Dream Tales and Prose Poems/Poems in Prose/Two Stanzas
There was once a town, the inhabitants of which were so passionately fond of poetry, that if some weeks passed by without the appearance of any good new poems, they regarded such a poetic dearth as a public misfortune.
They used at such times to put on their worst clothes, to sprinkle ashes on their heads; and, assembling in crowds in the public squares, to shed tears and bitterly to upbraid the muse who had deserted them.
On one such inauspicious day, the young poet Junius came into a square, thronged with the grieving populace.
With rapid steps he ascended a forum constructed for this purpose, and made signs that he wished to recite a poem.
The lictors at once brandished their fasces. 'Silence! attention!' they shouted loudly, and the crowd was hushed in expectation.
'Friends! Comrades!' began Junius, in a loud but not quite steady voice:—
'Friends! Comrades! Lovers of the Muse!
Ye worshippers of beauty and of grace!
Let not a moment's gloom dismay your souls,
Your heart's desire is nigh, and light shall banish darkness.'
Junius ceased . . . and in answer to him, from every part of the square, rose a hubbub of hissing and laughter.
Every face, turned to him, glowed with indignation, every eye sparkled with anger, every arm was raised and shook a menacing fist!
'He thought to dazzle us with that!' growled angry voices. 'Down with the imbecile rhymester from the forum! Away with the idiot! Rotten apples, stinking eggs for the motley fool! Give us stones—stones here!'
Junius rushed head over heels from the forum . . . but, before he had got home, he was overtaken by the sound of peals of enthusiastic applause, cries and shouts of admiration.
Filled with amazement, Junius returned to the square, trying however to avoid being noticed (for it is dangerous to irritate an infuriated beast).
And what did he behold?
High above the people, upon their shoulders, on a flat golden shield, wrapped in a purple chlamys, with a laurel wreath on his flowing locks, stood his rival, the young poet Julius. . . . And the populace all round him shouted: 'Glory!
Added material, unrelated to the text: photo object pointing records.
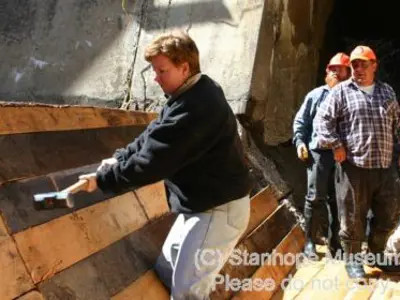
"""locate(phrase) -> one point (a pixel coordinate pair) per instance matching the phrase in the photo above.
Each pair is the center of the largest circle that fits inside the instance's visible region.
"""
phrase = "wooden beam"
(268, 278)
(153, 199)
(14, 276)
(35, 154)
(26, 118)
(34, 295)
(51, 247)
(146, 287)
(17, 207)
(113, 269)
(261, 206)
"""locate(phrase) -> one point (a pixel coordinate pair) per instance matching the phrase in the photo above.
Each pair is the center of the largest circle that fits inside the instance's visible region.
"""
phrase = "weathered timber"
(113, 269)
(26, 118)
(34, 154)
(51, 247)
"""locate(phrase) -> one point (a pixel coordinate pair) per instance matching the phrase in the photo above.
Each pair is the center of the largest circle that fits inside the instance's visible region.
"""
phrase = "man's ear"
(186, 68)
(375, 65)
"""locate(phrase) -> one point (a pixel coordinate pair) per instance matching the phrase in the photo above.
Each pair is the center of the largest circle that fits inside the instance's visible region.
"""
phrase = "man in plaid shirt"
(359, 120)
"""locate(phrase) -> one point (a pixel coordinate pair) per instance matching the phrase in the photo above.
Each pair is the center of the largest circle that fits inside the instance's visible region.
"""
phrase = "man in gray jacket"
(320, 169)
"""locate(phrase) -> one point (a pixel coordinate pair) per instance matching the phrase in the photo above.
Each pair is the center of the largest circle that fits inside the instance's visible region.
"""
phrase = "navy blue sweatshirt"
(193, 146)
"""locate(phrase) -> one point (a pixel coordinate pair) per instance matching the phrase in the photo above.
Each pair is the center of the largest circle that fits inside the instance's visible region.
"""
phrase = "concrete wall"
(91, 51)
(291, 36)
(226, 33)
(64, 51)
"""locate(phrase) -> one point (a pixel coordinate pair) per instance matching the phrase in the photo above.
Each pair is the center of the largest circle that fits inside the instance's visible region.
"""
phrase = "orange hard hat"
(362, 52)
(339, 59)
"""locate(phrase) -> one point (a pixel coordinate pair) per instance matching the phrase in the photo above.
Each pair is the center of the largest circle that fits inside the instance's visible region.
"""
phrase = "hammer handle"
(76, 187)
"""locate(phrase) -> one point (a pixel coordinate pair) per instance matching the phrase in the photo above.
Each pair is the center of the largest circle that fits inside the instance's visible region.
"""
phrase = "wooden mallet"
(61, 199)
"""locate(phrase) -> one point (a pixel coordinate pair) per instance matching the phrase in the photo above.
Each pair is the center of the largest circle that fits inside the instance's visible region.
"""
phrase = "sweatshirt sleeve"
(181, 137)
(124, 153)
(303, 122)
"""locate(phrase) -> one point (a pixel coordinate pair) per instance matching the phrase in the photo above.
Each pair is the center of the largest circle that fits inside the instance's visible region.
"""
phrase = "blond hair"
(178, 47)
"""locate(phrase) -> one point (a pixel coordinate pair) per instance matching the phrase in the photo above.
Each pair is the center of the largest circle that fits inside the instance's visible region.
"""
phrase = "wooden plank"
(19, 213)
(14, 277)
(360, 292)
(58, 244)
(263, 240)
(280, 293)
(383, 290)
(332, 282)
(35, 154)
(34, 295)
(301, 278)
(262, 205)
(25, 118)
(268, 277)
(86, 284)
(146, 287)
(154, 199)
(113, 269)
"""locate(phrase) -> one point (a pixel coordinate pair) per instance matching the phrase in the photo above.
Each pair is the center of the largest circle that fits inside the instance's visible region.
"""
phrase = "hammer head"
(53, 200)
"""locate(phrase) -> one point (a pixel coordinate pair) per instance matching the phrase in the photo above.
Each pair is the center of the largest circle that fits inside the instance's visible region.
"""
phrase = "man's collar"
(191, 81)
(351, 82)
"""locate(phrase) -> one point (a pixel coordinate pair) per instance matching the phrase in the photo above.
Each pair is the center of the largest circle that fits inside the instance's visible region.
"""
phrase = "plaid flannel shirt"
(365, 125)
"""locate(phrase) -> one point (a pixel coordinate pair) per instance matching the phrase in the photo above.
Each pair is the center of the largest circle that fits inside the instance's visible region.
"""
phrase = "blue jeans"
(197, 247)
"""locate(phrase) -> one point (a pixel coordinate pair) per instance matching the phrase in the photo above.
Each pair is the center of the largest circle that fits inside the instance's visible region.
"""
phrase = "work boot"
(353, 260)
(310, 230)
(334, 246)
(388, 263)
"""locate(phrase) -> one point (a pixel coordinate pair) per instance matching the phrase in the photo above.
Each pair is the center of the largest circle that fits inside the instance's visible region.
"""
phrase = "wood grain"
(51, 247)
(26, 118)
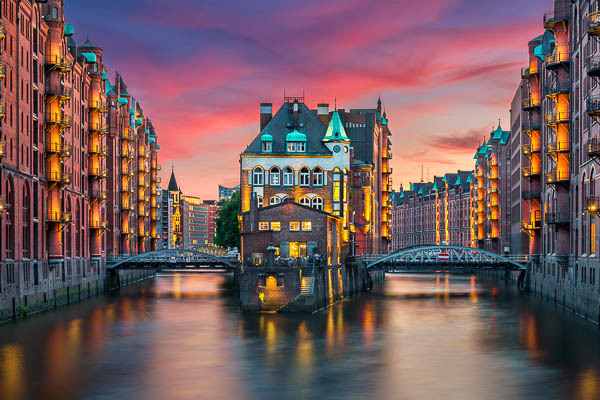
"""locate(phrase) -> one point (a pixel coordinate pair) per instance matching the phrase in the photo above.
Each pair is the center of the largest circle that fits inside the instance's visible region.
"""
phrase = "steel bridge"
(430, 258)
(174, 259)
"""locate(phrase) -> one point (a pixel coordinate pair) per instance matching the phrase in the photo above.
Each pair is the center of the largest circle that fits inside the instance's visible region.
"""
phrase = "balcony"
(59, 217)
(593, 147)
(99, 150)
(555, 118)
(58, 177)
(558, 147)
(97, 127)
(593, 204)
(99, 225)
(560, 56)
(531, 194)
(56, 62)
(534, 223)
(532, 101)
(592, 104)
(61, 149)
(527, 126)
(557, 87)
(59, 119)
(60, 91)
(558, 218)
(98, 194)
(529, 172)
(557, 177)
(560, 14)
(592, 21)
(98, 105)
(529, 149)
(98, 173)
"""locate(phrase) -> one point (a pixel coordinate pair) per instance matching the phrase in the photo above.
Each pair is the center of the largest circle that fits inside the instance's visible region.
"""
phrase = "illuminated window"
(304, 177)
(317, 203)
(317, 177)
(257, 176)
(288, 177)
(275, 176)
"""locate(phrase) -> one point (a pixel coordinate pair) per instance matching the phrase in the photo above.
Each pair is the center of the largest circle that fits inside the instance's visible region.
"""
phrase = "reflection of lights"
(11, 371)
(473, 290)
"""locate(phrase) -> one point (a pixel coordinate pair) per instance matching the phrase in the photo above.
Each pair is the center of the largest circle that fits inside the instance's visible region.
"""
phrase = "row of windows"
(294, 226)
(275, 177)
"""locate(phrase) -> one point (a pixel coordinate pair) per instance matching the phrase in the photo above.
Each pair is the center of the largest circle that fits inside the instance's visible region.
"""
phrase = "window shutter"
(284, 249)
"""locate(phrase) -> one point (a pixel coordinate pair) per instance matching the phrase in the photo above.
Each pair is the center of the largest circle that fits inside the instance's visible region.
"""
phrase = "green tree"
(228, 227)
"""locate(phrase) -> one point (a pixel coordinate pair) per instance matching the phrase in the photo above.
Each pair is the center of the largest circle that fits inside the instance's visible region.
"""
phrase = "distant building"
(225, 193)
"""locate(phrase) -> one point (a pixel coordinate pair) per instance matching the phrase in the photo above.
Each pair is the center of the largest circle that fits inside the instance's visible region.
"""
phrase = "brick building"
(437, 212)
(60, 161)
(294, 229)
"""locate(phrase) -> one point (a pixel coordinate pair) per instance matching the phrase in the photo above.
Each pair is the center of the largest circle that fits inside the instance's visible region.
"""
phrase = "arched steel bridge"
(433, 257)
(174, 258)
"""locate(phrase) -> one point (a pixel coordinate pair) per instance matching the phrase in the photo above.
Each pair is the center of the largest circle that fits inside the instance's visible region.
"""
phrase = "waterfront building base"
(289, 289)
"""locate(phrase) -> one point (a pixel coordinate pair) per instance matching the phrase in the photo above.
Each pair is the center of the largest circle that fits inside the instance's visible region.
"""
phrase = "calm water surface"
(415, 337)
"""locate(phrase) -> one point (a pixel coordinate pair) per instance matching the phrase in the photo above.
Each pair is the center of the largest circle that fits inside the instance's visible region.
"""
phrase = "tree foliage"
(228, 227)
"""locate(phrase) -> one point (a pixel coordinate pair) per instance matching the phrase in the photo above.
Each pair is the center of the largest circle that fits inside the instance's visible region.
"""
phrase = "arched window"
(304, 177)
(288, 177)
(275, 176)
(257, 176)
(317, 177)
(317, 203)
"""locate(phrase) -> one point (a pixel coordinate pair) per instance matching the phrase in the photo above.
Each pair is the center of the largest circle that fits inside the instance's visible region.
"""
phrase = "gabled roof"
(282, 124)
(335, 130)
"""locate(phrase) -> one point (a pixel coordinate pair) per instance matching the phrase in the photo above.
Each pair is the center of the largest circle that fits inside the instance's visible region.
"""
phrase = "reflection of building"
(437, 212)
(225, 193)
(294, 229)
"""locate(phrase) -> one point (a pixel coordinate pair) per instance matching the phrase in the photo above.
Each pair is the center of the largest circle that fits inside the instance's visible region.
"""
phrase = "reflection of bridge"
(429, 258)
(174, 259)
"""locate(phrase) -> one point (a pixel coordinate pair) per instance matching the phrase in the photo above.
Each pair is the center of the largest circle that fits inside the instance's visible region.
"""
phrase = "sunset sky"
(446, 71)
Glory! Glory to the immortal Julius! He has comforted us in our sorrow, in our great woe! He has bestowed on us verses sweeter than honey, more musical than the cymbal's note, more fragrant than the rose, purer than the azure of heaven! Carry him in triumph, encircle his inspired head with the soft breath of incense, cool his brow with the rhythmic movement of palm-leaves, scatter at his feet all the fragrance of the myrrh of Arabia! Glory!'
Junius went up to one of the applauding enthusiasts. 'Enlighten me, О my fellow-citizen! what were the verses with which Julius has made you happy? I, alas ! was not in the square when he uttered them! Repeat them, if you remember them, pray!'
'Verses like those I could hardly forget!' the man addressed responded with spirit. 'What do you take me for ? Listen — and rejoice, rejoice with us!'
'Lovers of the Muse!' so the deified Julius had begun. . . .
'Lovers of the Muse! Comrades! Friends
Of beauty, grace, and music, worshippers!
Let not your hearts by gloom affrighted be!
The wished-for moment comes! and day shall scatter night!'
'What do you think of them?'
'Heavens!' cried Junius; 'but that's my poem! Julius must have been in the crowd when I was reciting them; he heard them and repeated them, slightly varying, and certainly not improving, a few expressions.'
'Aha! Now I recognise you. . . . You are Junius,' the citizen he had stopped retorted with a scowl on his face. 'Envious man or fool! . . . note only, luckless wretch, how sublimely Julius has phrased it: "And day shall scatter night!" While you had some such rubbish: "And light shall banish darkness!" What light? What darkness?'
'But isn't that just the same?' Junius was beginning. . . .
'Say another word,' the citizen cut him short, 'I will call upon the people . . . they will tear you to pieces!'
Junius judiciously held his peace, but a grey-headed old man who had heard the conversation went up to the unlucky poet, and laying a hand upon his shoulder, said:
'Junius! You uttered your own thought, but not at the right moment; and he uttered not his own thought, but at the right moment. Consequently, he is all right; while for you is left the consolations of a good conscience.'
But while his conscience, to the best of its powers—not over successfully, to tell the truth—was consoling Junius as he was shoved on one side—in the distance, amid shouts of applause and rejoicing, in the golden radiance of the all-conquering sun, resplendent in purple, with his brow shaded with laurel, among undulating clouds of lavish incense, with majestic deliberation, like a tsar making a triumphal entry into his kingdom, moved the proudly erect figure of Julius . . . and the long branches of palm rose and fell before him, as though expressing in their soft vibration, in their submissive obeisance, the ever-renewed adoration which filled the hearts of his enchanted fellow-citizens!